More than 110,000 publications have used microarrays to decipher phenotype-associated genes, clinical biomarkers and gene functions. Microarrays rely on digital assaying the fluorescence signals of arrays. In this study, researchers at the University of Michigan Medical School retrospectively constructed raw images for 37,724 published microarray data, and developed deep learning algorithms to automatically detect systematic defects. They report that an alarming amount of 26.73% of the microarray-based studies are affected by serious imaging defects. By literature mining, the researchers found that publications associated with these affected microarrays have reported disproportionately more biological discoveries on the genes in the contaminated areas compared to other genes. 28.82% of the gene-level conclusions reported in these publications were based on measurements falling into the contaminated area, indicating severe, systematic problems caused by such contaminations. The researchers have provided the identified published, problematic datasets, affected genes and the imputed arrays as well as software tools for scanning such contamination that will become essential to future studies to scrutinize and critically analyze microarray data.

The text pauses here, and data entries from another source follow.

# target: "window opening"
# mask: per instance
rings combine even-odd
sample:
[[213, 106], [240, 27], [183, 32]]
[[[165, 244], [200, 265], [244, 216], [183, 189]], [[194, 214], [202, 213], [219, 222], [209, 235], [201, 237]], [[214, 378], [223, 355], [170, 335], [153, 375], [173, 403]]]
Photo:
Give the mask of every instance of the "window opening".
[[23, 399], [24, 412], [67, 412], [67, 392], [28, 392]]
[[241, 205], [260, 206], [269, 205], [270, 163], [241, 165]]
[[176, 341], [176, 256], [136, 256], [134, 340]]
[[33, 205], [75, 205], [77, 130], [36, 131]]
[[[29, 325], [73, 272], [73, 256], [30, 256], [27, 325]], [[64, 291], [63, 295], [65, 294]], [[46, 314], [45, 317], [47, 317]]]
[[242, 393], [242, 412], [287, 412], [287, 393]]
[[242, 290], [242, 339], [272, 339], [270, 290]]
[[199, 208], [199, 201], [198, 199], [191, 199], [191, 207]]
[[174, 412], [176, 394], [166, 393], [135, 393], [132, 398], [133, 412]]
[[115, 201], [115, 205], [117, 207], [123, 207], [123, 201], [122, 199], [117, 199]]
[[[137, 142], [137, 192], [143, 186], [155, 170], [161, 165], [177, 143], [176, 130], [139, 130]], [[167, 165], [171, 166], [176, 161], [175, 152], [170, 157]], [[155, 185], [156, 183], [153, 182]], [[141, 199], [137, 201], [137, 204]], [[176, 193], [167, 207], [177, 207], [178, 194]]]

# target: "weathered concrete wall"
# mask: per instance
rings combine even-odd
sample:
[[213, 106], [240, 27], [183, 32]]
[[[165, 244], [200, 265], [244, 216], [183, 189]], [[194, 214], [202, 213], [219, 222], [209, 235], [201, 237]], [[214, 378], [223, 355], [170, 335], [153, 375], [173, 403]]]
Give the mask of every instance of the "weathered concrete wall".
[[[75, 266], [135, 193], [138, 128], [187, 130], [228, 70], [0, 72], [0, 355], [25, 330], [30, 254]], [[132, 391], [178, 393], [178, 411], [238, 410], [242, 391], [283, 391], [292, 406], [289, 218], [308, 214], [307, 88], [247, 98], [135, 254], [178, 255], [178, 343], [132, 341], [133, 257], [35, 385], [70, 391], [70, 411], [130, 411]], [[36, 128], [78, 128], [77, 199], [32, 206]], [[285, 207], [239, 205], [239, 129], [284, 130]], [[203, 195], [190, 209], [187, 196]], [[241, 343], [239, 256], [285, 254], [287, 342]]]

Overview of the workflow of the algorithm
(A) U-Net model structure. (B) Partition of images into training, validation and test sets. (C) Image preprocessing, U-Net model training and result evaluation. (D) Examples of model output, compared with human labels: our model can detect the defective areas that were initially identified and missed by human labeling. White regions in the output/label images indicate the defected areas. (E) Dice coefficients for each fold of cross-validation are 0.6054, 0.6356, 0.6493, 0.5722 and 0.6244.